Although far from harmless by toxicologic or pathologic criteria, marijuana is much less dangerous than many other substances in less restrictive schedules, like morphine and cocaine, not to mention the unscheduled legal mass killers tobacco and alcohol.

Of course, marijuana does have proven medical usefulness for some conditions. People obey laws they believe to be just; they do not obey the marijuana laws because they know they are unjust, even absurd. Kids quickly see through lies. Many kids may discount the proper scare tactics about really dangerous drugs, like heroin and PCP, because the dangers of marijuana have been so overstated.

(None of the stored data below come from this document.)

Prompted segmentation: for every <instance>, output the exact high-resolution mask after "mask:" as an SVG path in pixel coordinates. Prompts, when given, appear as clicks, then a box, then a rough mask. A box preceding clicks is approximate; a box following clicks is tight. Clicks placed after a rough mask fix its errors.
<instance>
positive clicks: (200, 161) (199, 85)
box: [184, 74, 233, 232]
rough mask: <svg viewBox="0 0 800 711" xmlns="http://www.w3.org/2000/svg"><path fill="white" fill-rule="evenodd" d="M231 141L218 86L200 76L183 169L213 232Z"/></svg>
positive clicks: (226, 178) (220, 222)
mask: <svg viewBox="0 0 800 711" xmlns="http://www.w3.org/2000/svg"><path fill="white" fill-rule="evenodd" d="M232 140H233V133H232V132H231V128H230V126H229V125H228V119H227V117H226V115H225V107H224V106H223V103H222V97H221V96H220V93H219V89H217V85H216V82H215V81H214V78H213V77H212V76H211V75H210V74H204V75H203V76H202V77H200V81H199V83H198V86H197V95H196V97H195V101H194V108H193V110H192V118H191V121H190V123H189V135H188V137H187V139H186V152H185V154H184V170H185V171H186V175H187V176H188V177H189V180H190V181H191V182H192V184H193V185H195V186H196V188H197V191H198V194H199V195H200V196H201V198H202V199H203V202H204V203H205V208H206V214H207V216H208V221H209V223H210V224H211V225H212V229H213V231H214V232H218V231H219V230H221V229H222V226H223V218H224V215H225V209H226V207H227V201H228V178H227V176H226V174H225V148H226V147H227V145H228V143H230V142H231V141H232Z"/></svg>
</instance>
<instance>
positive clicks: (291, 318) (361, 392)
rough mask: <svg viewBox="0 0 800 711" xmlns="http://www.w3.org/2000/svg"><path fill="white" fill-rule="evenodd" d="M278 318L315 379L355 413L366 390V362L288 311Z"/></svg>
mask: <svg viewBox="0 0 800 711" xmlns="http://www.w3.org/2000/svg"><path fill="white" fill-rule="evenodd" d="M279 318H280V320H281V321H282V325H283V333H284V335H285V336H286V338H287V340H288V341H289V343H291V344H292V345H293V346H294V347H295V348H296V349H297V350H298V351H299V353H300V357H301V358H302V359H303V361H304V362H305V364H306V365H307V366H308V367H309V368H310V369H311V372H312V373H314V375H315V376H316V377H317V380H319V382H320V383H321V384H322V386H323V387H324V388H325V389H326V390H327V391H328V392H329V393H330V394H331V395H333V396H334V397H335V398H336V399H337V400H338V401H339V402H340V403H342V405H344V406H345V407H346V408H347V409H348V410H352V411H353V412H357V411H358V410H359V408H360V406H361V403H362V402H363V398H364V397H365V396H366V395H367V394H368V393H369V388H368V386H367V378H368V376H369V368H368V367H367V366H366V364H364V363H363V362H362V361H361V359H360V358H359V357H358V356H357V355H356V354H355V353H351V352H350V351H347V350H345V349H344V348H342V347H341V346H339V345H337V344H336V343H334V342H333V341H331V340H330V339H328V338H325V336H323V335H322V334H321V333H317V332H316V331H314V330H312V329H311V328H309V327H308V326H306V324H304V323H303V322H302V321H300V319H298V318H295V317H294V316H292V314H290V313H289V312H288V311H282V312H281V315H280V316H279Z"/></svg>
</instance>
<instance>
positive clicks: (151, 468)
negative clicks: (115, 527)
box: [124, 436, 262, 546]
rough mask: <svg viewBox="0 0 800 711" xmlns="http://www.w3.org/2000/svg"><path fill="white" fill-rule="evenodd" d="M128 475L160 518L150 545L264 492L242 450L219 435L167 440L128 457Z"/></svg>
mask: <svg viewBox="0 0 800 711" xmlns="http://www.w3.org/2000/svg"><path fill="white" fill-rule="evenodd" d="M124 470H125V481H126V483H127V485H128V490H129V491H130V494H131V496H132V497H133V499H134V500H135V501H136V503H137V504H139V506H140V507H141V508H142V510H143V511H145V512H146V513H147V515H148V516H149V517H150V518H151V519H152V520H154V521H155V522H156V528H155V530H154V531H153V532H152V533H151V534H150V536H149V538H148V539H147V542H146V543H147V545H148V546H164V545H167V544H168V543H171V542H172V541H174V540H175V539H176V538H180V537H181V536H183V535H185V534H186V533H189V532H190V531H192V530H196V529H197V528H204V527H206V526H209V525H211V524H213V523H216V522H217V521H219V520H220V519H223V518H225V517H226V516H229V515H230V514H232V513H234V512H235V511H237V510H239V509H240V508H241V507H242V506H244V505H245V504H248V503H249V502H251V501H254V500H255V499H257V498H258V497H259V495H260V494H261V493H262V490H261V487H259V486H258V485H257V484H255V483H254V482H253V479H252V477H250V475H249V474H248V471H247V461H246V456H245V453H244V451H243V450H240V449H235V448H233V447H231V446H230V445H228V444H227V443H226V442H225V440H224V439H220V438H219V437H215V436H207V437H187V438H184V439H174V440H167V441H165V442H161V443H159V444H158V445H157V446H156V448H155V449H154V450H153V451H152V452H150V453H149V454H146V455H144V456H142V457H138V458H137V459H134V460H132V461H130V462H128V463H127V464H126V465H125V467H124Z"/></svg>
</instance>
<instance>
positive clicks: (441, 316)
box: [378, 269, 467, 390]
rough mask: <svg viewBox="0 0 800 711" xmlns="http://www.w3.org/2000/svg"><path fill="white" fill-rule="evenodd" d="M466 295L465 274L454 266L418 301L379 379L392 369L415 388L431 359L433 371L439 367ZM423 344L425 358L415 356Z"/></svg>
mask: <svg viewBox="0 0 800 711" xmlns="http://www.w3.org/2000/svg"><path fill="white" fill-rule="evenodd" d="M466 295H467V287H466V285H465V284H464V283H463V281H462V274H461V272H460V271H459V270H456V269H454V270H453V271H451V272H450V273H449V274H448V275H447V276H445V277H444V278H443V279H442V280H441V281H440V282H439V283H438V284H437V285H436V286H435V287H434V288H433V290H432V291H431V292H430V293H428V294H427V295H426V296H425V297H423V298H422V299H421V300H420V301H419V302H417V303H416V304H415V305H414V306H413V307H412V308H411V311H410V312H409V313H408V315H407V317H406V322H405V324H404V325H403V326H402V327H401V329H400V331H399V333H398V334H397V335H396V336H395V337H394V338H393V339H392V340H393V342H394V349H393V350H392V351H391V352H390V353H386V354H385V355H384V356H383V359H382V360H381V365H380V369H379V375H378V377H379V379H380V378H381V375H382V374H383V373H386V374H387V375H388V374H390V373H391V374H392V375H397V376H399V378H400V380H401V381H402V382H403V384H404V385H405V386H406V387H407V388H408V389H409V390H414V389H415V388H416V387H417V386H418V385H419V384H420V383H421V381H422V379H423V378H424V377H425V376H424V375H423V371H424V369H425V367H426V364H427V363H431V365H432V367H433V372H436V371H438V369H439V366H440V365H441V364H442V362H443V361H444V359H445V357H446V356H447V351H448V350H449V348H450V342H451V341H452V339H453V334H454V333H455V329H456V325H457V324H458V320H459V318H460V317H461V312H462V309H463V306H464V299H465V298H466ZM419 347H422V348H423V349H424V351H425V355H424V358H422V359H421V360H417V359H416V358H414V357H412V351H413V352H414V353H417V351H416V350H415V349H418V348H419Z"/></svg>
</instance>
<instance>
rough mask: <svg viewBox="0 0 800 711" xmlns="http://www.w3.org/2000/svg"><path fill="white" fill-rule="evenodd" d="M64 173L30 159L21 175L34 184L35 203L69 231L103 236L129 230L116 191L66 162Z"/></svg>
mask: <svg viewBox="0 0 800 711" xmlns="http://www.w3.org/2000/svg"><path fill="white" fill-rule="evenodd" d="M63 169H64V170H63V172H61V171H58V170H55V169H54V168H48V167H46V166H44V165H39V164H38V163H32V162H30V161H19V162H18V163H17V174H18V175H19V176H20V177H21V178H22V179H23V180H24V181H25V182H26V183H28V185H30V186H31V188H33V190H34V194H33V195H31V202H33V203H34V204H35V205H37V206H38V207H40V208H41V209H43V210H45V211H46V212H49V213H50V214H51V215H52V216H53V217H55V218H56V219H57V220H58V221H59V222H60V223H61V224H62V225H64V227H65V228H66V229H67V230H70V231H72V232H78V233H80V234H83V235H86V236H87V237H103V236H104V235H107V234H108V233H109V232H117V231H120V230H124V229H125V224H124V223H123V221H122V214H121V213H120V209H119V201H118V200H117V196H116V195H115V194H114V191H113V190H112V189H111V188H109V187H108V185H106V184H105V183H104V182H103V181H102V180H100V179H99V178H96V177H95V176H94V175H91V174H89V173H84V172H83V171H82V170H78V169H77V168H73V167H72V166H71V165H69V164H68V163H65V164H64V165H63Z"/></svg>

Ninety percent of Americans believe that the federal government should not prosecute medical users of marijuana, despite the newest "federal foolishness" of the recent Supreme Court decision against it. This commonsense position of the people should give pause to any overzealous prosecutors who might have real trouble finding a jury that would convict a seriously ill user of medical marijuana.

The court decision now provides the Congress and the Drug Enforcement Administration with a sterling opportunity to join with the population they are supposed to be serving and with the good science of the 10 states that have authorized the controlled use of medical marijuana and reclassify it at some level other than Schedule I.

That's my opinion. I'm Dr. George Lundberg, Editor of MedGenMed.